Thanks! Yea the only bug I noticed was that when I was using widgetlocker I got a call and it wouldn't let me answer, it just gave me an option to end the call even though I never answered it...lol..so I tried changing it to =0...I will see how that goes.

Also, when I update SuperUser or try to it fails.

Otherwise I love this ROM

Oh but I hate the Sense Lockscreen...I wish I could delete all the shortcuts because I never use them, otherwise I wouldn't mind the ring


----------



## CC268 (Jun 27, 2011)

Hellboy said:


> I think you can use the sense 3.5 camera apk from 1.4 soab on that rom. I think that's what I did. 3.5 camera I think is the best besides liquids ics rom camera.
> 
> Sent from my ADR6400L using Tapatalk 2


Hmm I will have to find that


----------



## CC268 (Jun 27, 2011)

heath2805 said:


> Oh yeah Skyraider has some really cool themes too. For example: ics, dark horse, and a couple others.


Gonna find that ICS theme right now!

EDIT: this what you were referring to: http://www.teambamf.net/topic/1912-theme-ice-cream-sandwich-v11-for-skyraider-zeus-13/


----------



## heath2805 (Feb 18, 2012)

CC268 said:


> Gonna find that ICS theme right now!
> 
> EDIT: this what you were referring to: http://www.teambamf.net/topic/1912-theme-ice-cream-sandwich-v11-for-skyraider-zeus-13/


Yes


----------



## quickdraw86 (Jan 30, 2012)

CC268 said:


> Thanks! Yea the only bug I noticed was that when I was using widgetlocker I got a call and it wouldn't let me answer, it just gave me an option to end the call even though I never answered it...lol..so I tried changing it to =0...I will see how that goes.
> 
> Also, when I update SuperUser or try to it fails.
> 
> ...


well, you can change the lockscreen shortcuts to launch whichever apps you'd like. also, superuser queries its servers for binary update data when you check for binary updates through the app. superuser's servers may have been momentarily down or unavailable when you checked, you should try again.

*Thunderbolt 4G*


----------



## CC268 (Jun 27, 2011)

Everything works good in superuser, and then it says "Making sure new su works...fail!"

And yea I just don't like the shortcuts there period, I would change to widgetlocker but don't want it to effect answering calls like it did before unless that is the 3.0 call screen error you were referring to...I changed it to the 2.1 in build.prop

EDIT: Cleared SU data and it updated!


----------



## CC268 (Jun 27, 2011)

heath2805 said:


> Yes


Is there anyway to turn off all the built in animations of the theme?
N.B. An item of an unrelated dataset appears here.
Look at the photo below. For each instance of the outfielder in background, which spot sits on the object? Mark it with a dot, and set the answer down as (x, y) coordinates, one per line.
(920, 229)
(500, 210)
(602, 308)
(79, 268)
I love the theme, but not a fan of the animations


----------



## heath2805 (Feb 18, 2012)

CC268 said:


> Is there anyway to turn off all the built in animations of the theme? I love the theme, but not a fan of the animations


Are you talking about weather animation after unlocking the phone?

Sent from my ADR6400L using Tapatalk 2


----------



## CC268 (Jun 27, 2011)

heath2805 said:


> Are you talking about weather animation after unlocking the phone?
> 
> Sent from my ADR6400L using Tapatalk 2


No all the animations like going to different screens, etc


----------



## heath2805 (Feb 18, 2012)

I pretty sure it's all built in the theme. I tried to not include the robo zip file that they tell you to flash with the theme zip, but still didnt change anything. Not sure how to change that one lol


----------



## CC268 (Jun 27, 2011)

Its okay not a big deal


----------



## Thunderbolt_Kenny (Jul 27, 2012)

I think you should try Liquids ICS ROM, I know the data still doesn't work along with mms. Apparently YouTube doesn't either but you can just use tubemate or mobile version. I actually use it as my DD, also I don't think the link in the forum works but you can get it at mechacentre.com and then flash Google Now. Which works very well.

Sent from my ThunderBolt using RootzWiki


----------



## cutbait (Sep 30, 2011)

Rom zombie is a good rom .been running it for 2 weeks just dont update the launcher that comes with it

Sent from my ADR6400L using Tapatalk 2


----------



## quickdraw86 (Jan 30, 2012)

cutbait said:


> Rom zombie is a good rom.


RomZombie is a good one. It's unlikely that it'll see an update since the dev's computer crashed and he's getting a new phone, but solid ROM nonetheless. Holo launcher actually works well on it and the included walls are sick!

*Thunderbolt 4G*


----------